10 A Collab
International Print Makers Show 2015
on Monday 14 September 2015 at 5:00 pm
the Exhibition will continue till 26 September 2015
Timing: 10:30 am to 8:00 pm (Friday’s Closed)
Reflecting their personal perspectives through powerful narratives involving the use of a wide range of media, an exhibition of the works of 10 dynamic international printmakers from six countries.
Titled ‘10 A Collab,’ the exhibition can best be described as a coordinated and soulfully harmonized tango of nourishment for the soul. “The show offers an ideal platform for a collaborative, cross-cultural dialogue inspired by personal memories but also reflecting on women and power, self-therapy and healing, worldly experiences, consumerism, identity, and urban reflections, among other issues,” the gallery’s director Nageen Hyat stated.
The artists have created thought-provoking imagery which sometimes involves the use of new technology, and at other times, makes use of traditional printmaking techniques resulting in layers of skillfully juxtaposed images, Nageen added. They have also challenged age-old mindsets and archaic thinking processes during the course of their journey of discovery and influence.
The credit for the exhibition goes to Iram Wani, whose enthusiasm as a dedicated printmaker, with contribution from all participants, has created a bridge to bring together global thoughts and personal experiences in this collaborative initiative.
“My unleashed imaginative world is charged with emotions of love, affection and sympathy.
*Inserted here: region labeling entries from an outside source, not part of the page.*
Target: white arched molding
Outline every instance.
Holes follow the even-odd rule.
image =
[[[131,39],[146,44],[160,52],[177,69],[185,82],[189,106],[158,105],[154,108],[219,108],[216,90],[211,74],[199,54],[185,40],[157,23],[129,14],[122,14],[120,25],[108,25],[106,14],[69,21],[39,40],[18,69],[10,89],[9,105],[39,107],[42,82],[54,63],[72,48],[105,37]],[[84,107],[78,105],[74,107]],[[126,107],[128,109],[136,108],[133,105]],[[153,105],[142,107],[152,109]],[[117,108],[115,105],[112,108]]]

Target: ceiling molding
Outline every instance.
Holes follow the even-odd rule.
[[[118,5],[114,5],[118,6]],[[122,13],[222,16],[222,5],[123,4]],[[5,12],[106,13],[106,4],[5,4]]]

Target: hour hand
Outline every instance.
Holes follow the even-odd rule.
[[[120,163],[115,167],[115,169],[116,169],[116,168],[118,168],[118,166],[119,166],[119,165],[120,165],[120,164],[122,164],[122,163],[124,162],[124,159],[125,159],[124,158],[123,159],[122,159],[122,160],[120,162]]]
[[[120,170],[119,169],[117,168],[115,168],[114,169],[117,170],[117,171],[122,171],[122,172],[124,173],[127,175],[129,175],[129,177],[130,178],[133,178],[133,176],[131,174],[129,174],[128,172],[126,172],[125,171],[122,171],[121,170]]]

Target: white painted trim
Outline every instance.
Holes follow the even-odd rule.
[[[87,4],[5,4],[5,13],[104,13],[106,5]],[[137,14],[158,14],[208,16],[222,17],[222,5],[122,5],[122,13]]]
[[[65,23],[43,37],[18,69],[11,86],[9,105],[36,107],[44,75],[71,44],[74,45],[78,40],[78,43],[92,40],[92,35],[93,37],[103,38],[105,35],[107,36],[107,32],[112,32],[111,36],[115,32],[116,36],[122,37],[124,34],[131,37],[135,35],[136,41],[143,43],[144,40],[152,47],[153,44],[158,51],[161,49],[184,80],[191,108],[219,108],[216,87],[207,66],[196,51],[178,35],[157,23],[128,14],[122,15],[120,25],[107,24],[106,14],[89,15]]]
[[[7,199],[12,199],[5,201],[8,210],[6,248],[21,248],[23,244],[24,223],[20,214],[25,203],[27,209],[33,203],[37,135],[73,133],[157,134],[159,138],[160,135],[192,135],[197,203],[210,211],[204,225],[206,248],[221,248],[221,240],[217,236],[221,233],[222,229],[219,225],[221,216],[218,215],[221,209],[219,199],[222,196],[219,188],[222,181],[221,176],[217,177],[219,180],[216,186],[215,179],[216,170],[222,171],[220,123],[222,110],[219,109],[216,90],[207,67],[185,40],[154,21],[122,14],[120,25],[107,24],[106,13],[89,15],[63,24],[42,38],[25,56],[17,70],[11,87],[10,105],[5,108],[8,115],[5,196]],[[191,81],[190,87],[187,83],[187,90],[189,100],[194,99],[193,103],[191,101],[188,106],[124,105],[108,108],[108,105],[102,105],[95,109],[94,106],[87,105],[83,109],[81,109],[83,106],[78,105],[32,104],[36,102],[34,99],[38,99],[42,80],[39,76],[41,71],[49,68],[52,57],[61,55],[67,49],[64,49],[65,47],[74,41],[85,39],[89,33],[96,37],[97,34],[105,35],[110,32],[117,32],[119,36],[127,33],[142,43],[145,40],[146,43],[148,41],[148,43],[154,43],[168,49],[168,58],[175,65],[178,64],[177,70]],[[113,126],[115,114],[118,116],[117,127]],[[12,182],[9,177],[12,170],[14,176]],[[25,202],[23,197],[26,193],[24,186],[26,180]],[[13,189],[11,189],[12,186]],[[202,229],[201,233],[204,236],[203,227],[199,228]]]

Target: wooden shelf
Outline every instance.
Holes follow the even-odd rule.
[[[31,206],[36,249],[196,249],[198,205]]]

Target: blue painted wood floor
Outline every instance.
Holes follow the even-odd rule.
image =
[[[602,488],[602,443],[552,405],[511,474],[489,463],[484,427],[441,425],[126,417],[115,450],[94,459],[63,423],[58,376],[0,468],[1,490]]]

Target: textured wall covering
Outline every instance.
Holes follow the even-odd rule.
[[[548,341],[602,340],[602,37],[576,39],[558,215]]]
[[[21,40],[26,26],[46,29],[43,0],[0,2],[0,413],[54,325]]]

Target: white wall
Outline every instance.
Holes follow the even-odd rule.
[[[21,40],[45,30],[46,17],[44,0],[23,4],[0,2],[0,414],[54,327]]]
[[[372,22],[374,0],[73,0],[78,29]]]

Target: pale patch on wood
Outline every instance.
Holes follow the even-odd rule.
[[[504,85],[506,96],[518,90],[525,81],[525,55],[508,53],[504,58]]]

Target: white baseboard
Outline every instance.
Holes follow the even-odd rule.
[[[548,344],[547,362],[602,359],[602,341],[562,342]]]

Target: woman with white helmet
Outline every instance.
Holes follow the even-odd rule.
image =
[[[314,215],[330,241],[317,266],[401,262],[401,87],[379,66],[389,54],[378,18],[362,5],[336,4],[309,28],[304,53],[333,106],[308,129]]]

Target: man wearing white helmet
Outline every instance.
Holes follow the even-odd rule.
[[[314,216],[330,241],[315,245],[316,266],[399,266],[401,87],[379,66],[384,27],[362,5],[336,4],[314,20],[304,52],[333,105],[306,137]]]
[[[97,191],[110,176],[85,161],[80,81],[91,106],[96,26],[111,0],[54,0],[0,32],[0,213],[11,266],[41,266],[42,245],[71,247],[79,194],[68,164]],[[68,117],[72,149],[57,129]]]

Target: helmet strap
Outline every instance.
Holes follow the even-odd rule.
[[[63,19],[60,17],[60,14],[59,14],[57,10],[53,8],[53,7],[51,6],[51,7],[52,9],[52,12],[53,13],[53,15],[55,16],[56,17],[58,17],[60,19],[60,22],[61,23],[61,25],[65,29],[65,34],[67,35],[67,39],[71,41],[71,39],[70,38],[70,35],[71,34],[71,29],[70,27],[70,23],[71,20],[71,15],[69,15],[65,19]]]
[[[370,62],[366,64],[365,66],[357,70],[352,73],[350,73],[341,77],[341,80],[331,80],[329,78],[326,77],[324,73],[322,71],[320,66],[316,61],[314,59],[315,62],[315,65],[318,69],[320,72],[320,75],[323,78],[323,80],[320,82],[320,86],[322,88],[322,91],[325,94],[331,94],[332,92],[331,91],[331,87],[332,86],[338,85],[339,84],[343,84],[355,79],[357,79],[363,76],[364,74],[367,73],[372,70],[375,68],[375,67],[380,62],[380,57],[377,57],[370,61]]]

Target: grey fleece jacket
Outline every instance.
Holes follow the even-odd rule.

Within this personal realm, the experiences are integrated and creativity comes to life that portrays the existence of a youth, deeply rooted in a middle class environment,” says Lovesh Sharma, one of the participating artists.
Elise Searson’s work is related to a series of images made on a trip to Poland in 2013. “The images represent the distance between then and now by reflecting on how memory distorts and reinvents lived experiences as we keep the visions locked away in the mind,” the artist says.
Sidra Ali’s focus is on self-therapy and self-healing. Through her art, she achieves aesthetic nourishment “for I believe it is important to preserve both a healthy heart and mind that results in a positive influence on social life and surroundings.”
Vibhuti Sharma tries to create ‘awareness’ about a culture of consumerism that has indirectly consumed us. “My work addresses not only the ‘comfort’ that we have associated with the big brands but also the persuasive ‘male gaze’ in advertising, where the female body is used as an attraction for the ‘pleasure’ of an absent male spectator,” Vibhuti states.
Sarah Hopkins likes to explore buildings and the urban environment, with an emphasis on architectural shape and pattern. “Defying the perception of ugliness, my work reveals a warmth for city living and industrial landscape. Using experimental processes, hand-cut paper stencils and blocks of colour, I create screen prints which celebrate locations generally considered unsightly. With its noxious plumes and spectacular skies, I have an emotional attachment to this particular location; one of the most polluted towns in the UK. This collaborative collection is part of a larger body of work made in response to the UK steel industry,” she states.
Tracey Moberly’s collection explores power, women and the celebration of industry. “My work follows the decline of the manufacturing industries in the UK to that of consumer nation. I have used new technology juxtaposed with traditional print making techniques to explore the overtly masculine structures associated with heavy industry in which I find much beauty. I use my mobile phone as a toolbox – taking the photo with the phone camera then crafting the image via the Instagram App. The prints are then created by using a photographic stenciling technique and hand printmaking methods. In order to contrast the bold, masculine structures of the Port Talbot steel works, an unlikely colour palette has been established within the female collaboration subverting traditional interpretation. In their completed states, the prints are a unique understanding of a powerful industrial landscape,” she explains.
Sameera Khan’s work combines urban city maps with ethnic colours of Northern Pakistan. She prints layers of vibrant colours to build images, constantly exploring new ways of representing ideas by transforming geometrical shapes, lines and textures into striking images of everyday beauty of cityscapes.
Rodrigo Rosas is interested in exploring space and landscapes and how we construct those visual ideas. “Landscape is a human construction. In my artworks, I investigate which notions humans use to construct the idea of landscape and I pay attention to one of those: vacuum. In my point of view, it is the most important and interesting element in a landscape. One of my influences is the classical Chinese woodcut,” Rodrigo states.
David Jones’ art practice has become a vehicle through which the critique of institutionalized and everyday racism in Australia can be pursued. “The Butchulla, Dalungbarra and more particularly Dalungdalee heritage informs the process and work, and is the resolve that drives my visual practice,” he states.
Although born in Islamabad, Iram Wani’s soul forever belongs to Kashmir. Her prints for this exhibition are inspired by the two female Kashmiri mystic poets and ascetics Habbah Khatoon, who is also known as ‘Nightingale of Kashmir,’ and Lal Ded or ‘Lalleshwari.’ “In my works, I have juxtaposed my symbols with the poetry of the two mystics to form accounts of ascension of soul and mind from the false self to the true self—a journey that seems very complex but once comprehended, is the purest of all innate understandings,” she states.